I wish I  could do more than just pray for her and try to be there for her without supporting her negative behaviors.  She is headed for a real pit and I can't stop it.  I am not going to save her again this time.  She has to learn on her own, and  each time we have tried to save her brings a temporary change with no lasting results.  It has to come from her and not from us.  I do love her and want to see her happy and content in life, but I don't think that is going to come any time soon.

 I believe that she can do it.  I know she has the strength inside of her.  Maybe not to completely overcome all of her problems.  She will struggle with certain things her whole life.  I struggle with depression a lot.  However, it doesn't consume my life for the most part.  I think if she really tried she would be like that.  But I am not sure she will.  It is hard to change.  I know this.  I struggle with stuff myself.  But sometimes you have to change.  Sometimes your options are just not good to stay where you are at.  But only you can make that choice, not one else.  And she is to that point where only she can decide where she is going to go in the future.  We are here for her.  She has therapy if she chooses.  She has the church if she chooses.  She has moral support, monetary support, love and  prayers.  But she has to choose it.
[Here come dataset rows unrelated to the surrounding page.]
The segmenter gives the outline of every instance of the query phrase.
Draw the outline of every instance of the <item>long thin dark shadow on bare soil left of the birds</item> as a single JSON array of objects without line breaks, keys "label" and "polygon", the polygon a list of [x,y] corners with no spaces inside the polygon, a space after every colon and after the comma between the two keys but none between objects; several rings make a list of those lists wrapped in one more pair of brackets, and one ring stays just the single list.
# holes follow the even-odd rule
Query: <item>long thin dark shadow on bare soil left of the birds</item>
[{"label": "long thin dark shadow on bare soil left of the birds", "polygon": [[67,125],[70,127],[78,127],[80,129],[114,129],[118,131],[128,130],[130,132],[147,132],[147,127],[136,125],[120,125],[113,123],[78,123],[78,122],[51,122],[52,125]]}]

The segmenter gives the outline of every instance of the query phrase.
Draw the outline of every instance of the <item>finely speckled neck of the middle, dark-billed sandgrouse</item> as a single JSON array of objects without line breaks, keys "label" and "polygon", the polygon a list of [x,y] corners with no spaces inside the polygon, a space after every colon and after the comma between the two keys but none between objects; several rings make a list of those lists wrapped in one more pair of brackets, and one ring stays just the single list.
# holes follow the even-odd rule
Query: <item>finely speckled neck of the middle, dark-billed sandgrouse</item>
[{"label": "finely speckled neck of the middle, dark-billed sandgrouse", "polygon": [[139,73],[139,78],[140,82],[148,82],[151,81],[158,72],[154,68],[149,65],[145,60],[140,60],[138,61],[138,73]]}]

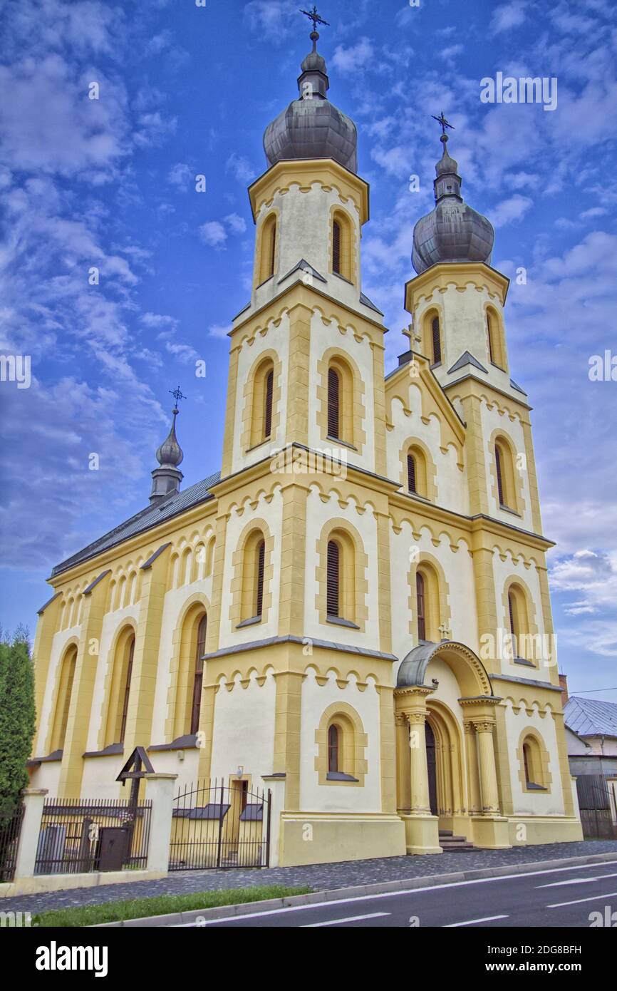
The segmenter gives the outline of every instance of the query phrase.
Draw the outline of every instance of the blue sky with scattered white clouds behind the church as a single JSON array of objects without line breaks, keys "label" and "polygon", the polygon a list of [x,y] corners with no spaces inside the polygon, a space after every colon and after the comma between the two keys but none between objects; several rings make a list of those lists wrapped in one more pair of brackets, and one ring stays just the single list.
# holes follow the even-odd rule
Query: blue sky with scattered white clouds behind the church
[{"label": "blue sky with scattered white clouds behind the church", "polygon": [[[168,389],[187,395],[184,486],[220,467],[226,332],[253,261],[247,185],[310,48],[299,6],[0,2],[0,351],[31,355],[33,376],[0,383],[5,626],[34,630],[51,566],[147,503]],[[507,332],[558,542],[561,667],[570,689],[613,688],[617,382],[590,382],[588,361],[617,355],[617,9],[324,0],[322,14],[329,96],[358,124],[371,187],[363,289],[390,327],[388,366],[406,347],[413,225],[432,206],[431,114],[455,124],[463,194],[496,229],[493,265],[527,270]],[[557,76],[557,109],[481,103],[480,79],[497,71]]]}]

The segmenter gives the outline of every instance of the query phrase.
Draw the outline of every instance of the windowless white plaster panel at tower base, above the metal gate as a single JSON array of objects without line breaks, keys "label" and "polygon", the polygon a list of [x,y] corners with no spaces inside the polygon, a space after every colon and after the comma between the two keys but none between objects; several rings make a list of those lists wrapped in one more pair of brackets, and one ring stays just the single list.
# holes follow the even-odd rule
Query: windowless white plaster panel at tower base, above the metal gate
[{"label": "windowless white plaster panel at tower base, above the metal gate", "polygon": [[221,684],[214,704],[213,778],[227,781],[242,766],[245,774],[252,775],[253,785],[260,787],[257,779],[272,773],[275,702],[271,669],[261,688],[255,671],[247,688],[243,688],[240,675],[231,692]]}]

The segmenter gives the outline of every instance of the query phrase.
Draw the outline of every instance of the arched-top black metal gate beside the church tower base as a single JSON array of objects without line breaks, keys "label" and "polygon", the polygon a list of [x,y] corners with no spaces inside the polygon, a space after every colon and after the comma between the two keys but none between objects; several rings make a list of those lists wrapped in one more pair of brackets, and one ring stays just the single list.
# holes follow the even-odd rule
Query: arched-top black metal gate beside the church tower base
[{"label": "arched-top black metal gate beside the church tower base", "polygon": [[173,800],[169,870],[267,867],[269,790],[242,779],[198,781]]}]

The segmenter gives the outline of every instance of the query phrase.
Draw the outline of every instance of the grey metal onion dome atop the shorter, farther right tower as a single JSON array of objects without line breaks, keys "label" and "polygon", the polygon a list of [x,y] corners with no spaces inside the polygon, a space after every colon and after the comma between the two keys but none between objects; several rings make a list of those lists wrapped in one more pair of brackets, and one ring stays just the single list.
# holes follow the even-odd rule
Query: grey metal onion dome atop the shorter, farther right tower
[{"label": "grey metal onion dome atop the shorter, farther right tower", "polygon": [[461,195],[459,165],[448,154],[448,135],[441,160],[435,166],[435,209],[414,227],[411,262],[418,273],[439,262],[485,262],[495,240],[492,224],[468,206]]}]

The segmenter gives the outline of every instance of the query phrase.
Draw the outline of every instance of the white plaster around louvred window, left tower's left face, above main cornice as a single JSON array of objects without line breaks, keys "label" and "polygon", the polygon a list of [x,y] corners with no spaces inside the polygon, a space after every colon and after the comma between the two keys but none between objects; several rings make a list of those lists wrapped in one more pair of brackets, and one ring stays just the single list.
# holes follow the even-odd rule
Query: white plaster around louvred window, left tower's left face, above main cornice
[{"label": "white plaster around louvred window, left tower's left face, above main cornice", "polygon": [[[247,397],[245,385],[251,370],[255,368],[259,356],[265,351],[275,351],[281,363],[275,387],[280,389],[280,397],[272,409],[272,417],[278,414],[278,426],[271,439],[259,444],[247,452],[242,446],[242,435],[245,430],[244,413]],[[277,447],[284,447],[285,428],[287,423],[287,379],[289,375],[289,314],[284,312],[278,326],[273,321],[268,323],[266,334],[257,334],[251,345],[243,344],[238,358],[238,381],[236,385],[236,404],[234,420],[234,453],[232,458],[232,473],[239,472],[249,465],[255,465],[269,455]]]}]

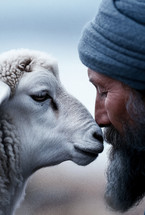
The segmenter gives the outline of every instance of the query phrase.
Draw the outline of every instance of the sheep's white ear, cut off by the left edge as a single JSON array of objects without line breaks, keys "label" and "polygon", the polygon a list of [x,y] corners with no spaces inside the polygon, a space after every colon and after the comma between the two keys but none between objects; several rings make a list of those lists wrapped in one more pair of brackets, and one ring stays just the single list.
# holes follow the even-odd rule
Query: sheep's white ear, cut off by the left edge
[{"label": "sheep's white ear, cut off by the left edge", "polygon": [[9,99],[11,94],[10,87],[5,84],[3,81],[0,81],[0,105]]}]

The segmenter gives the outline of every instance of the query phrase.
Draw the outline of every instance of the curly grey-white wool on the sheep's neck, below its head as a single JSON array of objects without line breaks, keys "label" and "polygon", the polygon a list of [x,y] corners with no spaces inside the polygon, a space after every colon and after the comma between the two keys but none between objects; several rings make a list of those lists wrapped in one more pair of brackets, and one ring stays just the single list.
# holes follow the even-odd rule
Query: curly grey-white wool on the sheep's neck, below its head
[{"label": "curly grey-white wool on the sheep's neck, below its head", "polygon": [[12,121],[0,119],[0,215],[12,215],[24,187],[20,141]]}]

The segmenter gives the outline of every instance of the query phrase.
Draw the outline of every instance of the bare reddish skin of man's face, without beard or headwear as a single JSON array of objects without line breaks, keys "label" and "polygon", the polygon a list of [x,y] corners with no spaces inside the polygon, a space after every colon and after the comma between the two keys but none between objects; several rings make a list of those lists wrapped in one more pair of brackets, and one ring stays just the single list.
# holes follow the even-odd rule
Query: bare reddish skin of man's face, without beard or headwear
[{"label": "bare reddish skin of man's face, without beard or headwear", "polygon": [[96,88],[95,120],[100,127],[113,125],[120,133],[123,124],[131,121],[126,102],[131,93],[129,87],[105,75],[88,70],[90,82]]}]

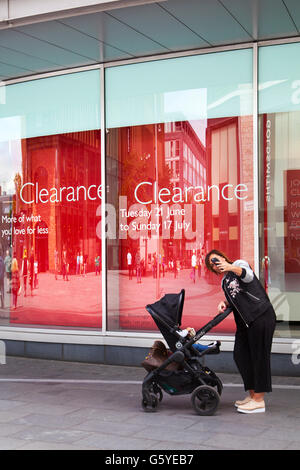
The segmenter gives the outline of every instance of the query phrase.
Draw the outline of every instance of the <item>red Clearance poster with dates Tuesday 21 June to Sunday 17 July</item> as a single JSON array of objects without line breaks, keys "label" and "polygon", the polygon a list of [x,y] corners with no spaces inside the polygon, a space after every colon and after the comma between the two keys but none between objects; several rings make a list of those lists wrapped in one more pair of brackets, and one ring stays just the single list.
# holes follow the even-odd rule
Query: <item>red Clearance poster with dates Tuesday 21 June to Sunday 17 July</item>
[{"label": "red Clearance poster with dates Tuesday 21 June to Sunday 17 July", "polygon": [[[107,148],[108,328],[153,330],[145,309],[185,289],[184,325],[200,328],[223,300],[206,269],[219,249],[253,264],[252,118],[110,129]],[[218,331],[232,333],[231,315]]]}]

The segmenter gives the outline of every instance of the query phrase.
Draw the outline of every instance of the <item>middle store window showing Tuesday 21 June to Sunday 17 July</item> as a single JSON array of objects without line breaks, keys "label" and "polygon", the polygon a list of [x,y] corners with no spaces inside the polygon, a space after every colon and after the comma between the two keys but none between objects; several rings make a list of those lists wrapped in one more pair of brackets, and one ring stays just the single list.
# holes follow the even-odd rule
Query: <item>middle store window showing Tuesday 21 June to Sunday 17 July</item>
[{"label": "middle store window showing Tuesday 21 June to Sunday 17 July", "polygon": [[200,328],[223,298],[205,254],[254,263],[252,50],[105,78],[107,327],[155,330],[145,305],[184,288],[184,325]]}]

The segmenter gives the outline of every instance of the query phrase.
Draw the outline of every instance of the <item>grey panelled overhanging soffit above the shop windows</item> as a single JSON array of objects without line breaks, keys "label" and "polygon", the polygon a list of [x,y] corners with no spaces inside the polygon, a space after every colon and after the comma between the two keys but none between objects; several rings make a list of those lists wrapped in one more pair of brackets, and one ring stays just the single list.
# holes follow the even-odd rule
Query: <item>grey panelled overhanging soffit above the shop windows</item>
[{"label": "grey panelled overhanging soffit above the shop windows", "polygon": [[299,34],[300,0],[167,0],[112,8],[1,29],[0,80]]}]

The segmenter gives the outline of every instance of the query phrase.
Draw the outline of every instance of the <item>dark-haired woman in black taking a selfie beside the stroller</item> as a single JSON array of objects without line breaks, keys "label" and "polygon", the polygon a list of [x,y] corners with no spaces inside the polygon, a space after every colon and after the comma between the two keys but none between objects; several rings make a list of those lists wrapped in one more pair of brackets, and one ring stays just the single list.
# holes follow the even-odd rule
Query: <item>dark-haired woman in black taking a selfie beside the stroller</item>
[{"label": "dark-haired woman in black taking a selfie beside the stroller", "polygon": [[216,275],[223,274],[225,300],[218,305],[218,311],[232,307],[237,326],[234,360],[249,396],[235,406],[242,413],[262,413],[264,394],[272,391],[270,359],[276,322],[273,306],[246,261],[232,262],[221,251],[212,250],[206,255],[205,264]]}]

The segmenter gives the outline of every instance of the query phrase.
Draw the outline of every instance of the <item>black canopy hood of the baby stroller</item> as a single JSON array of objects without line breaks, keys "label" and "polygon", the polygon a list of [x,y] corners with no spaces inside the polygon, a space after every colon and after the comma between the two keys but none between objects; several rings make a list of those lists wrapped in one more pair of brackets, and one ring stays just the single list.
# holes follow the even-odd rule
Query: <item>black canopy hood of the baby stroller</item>
[{"label": "black canopy hood of the baby stroller", "polygon": [[171,351],[176,350],[178,339],[172,330],[181,325],[184,295],[185,291],[182,289],[179,294],[166,294],[157,302],[146,306]]}]

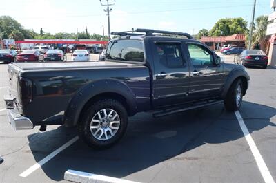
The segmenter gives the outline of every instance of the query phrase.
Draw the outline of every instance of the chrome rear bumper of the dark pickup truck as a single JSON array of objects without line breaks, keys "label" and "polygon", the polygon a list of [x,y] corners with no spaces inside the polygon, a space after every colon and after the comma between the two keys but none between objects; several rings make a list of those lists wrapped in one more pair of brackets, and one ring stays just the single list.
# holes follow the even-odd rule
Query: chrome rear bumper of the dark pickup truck
[{"label": "chrome rear bumper of the dark pickup truck", "polygon": [[6,111],[7,111],[8,121],[10,122],[10,124],[15,130],[34,128],[32,121],[29,118],[22,116],[16,108],[6,109]]}]

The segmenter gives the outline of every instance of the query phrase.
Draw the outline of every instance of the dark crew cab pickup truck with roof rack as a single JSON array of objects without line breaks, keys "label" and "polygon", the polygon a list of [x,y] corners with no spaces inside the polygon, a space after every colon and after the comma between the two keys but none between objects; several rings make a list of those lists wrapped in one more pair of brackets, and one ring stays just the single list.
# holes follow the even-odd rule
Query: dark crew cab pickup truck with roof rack
[{"label": "dark crew cab pickup truck with roof rack", "polygon": [[242,105],[250,77],[186,33],[113,32],[105,61],[14,63],[5,96],[14,129],[77,127],[88,145],[106,148],[126,131],[128,116],[155,117],[224,103]]}]

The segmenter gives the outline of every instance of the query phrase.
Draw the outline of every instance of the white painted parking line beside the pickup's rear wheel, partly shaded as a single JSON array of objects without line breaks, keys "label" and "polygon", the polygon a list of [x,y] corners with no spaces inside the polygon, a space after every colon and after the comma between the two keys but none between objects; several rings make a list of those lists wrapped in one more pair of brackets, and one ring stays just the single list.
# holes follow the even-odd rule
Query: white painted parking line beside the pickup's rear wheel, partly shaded
[{"label": "white painted parking line beside the pickup's rear wheel, partly shaded", "polygon": [[47,155],[45,158],[43,158],[41,161],[39,161],[36,164],[30,166],[29,169],[27,169],[26,171],[23,171],[23,173],[21,173],[19,176],[20,177],[27,177],[32,172],[34,172],[37,169],[39,169],[43,164],[46,164],[46,162],[48,162],[49,160],[51,160],[52,158],[54,158],[55,155],[57,155],[58,153],[60,153],[61,151],[63,151],[67,147],[69,147],[70,145],[72,145],[78,139],[79,139],[79,137],[75,136],[75,138],[72,138],[71,140],[69,140],[68,142],[66,142],[66,144],[63,144],[61,147],[59,147],[59,149],[56,149],[55,151],[53,151],[52,153],[50,153],[49,155]]}]

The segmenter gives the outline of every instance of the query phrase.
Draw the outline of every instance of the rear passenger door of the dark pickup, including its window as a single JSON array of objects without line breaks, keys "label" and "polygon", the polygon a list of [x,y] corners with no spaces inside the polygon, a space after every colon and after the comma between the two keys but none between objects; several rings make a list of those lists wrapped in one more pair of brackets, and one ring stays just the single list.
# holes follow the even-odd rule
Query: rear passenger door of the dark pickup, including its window
[{"label": "rear passenger door of the dark pickup, including its window", "polygon": [[189,88],[189,72],[181,42],[155,41],[152,47],[155,107],[184,103]]}]

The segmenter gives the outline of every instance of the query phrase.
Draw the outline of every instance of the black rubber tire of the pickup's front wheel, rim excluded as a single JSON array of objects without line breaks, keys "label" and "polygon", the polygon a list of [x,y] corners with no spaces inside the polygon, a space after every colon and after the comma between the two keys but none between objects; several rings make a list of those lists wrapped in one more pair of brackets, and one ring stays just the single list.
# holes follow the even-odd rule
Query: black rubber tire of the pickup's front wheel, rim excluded
[{"label": "black rubber tire of the pickup's front wheel, rim excluded", "polygon": [[[240,100],[239,103],[237,103],[237,88],[240,87]],[[235,80],[232,85],[230,86],[227,94],[226,94],[226,98],[224,98],[224,107],[228,110],[228,111],[237,111],[239,110],[239,107],[241,107],[242,105],[242,98],[243,98],[243,94],[244,94],[244,87],[243,87],[243,83],[242,80],[237,79]]]}]

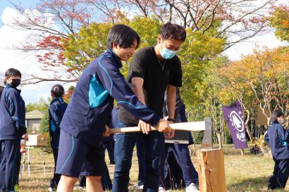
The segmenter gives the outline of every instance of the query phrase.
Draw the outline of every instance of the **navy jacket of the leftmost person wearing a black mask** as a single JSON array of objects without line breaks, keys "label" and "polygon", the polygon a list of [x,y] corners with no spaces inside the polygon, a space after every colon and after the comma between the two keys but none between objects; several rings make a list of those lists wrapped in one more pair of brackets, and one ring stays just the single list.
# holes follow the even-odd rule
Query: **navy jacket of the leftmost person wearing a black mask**
[{"label": "navy jacket of the leftmost person wearing a black mask", "polygon": [[26,134],[25,103],[20,90],[6,84],[0,100],[0,140],[21,139]]}]

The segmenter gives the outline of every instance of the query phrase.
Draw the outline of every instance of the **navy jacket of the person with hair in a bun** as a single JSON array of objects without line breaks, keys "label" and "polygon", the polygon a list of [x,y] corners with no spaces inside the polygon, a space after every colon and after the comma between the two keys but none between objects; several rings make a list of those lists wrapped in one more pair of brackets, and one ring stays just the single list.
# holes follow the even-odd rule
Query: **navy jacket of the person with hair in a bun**
[{"label": "navy jacket of the person with hair in a bun", "polygon": [[62,98],[54,98],[49,106],[49,134],[51,148],[59,148],[60,123],[66,112],[67,103]]}]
In one way I have gained a stronger understanding of certain things.  I always wondered why God requires you to ask for most of the things you need.  He doesn't just step in and try to help when things are going badly, even if you want him to.  You have to ask.  Two reasons.  First you need to gain some wisdom and understanding from you experiences and secondly......  You have to truly want to be helped in order to make a change.  If he just stepped in nothing would change.  But by your asking for it, he knows that you truly do want and need his help, and he then can give it to you with you true and honest efforts.    That is what is needed.

Anyway.......  Ian and I are supposed to go away on a trip this coming week.  I hope we will truly get to go.  Not sure what will happen with Lauren.  Given her actions of the past two days we may have to cancel it.  I will have really hard feelings towards her if we do.  We haven't been away for years because of all that  has happened with Lauren.  Please keep her in your prayers.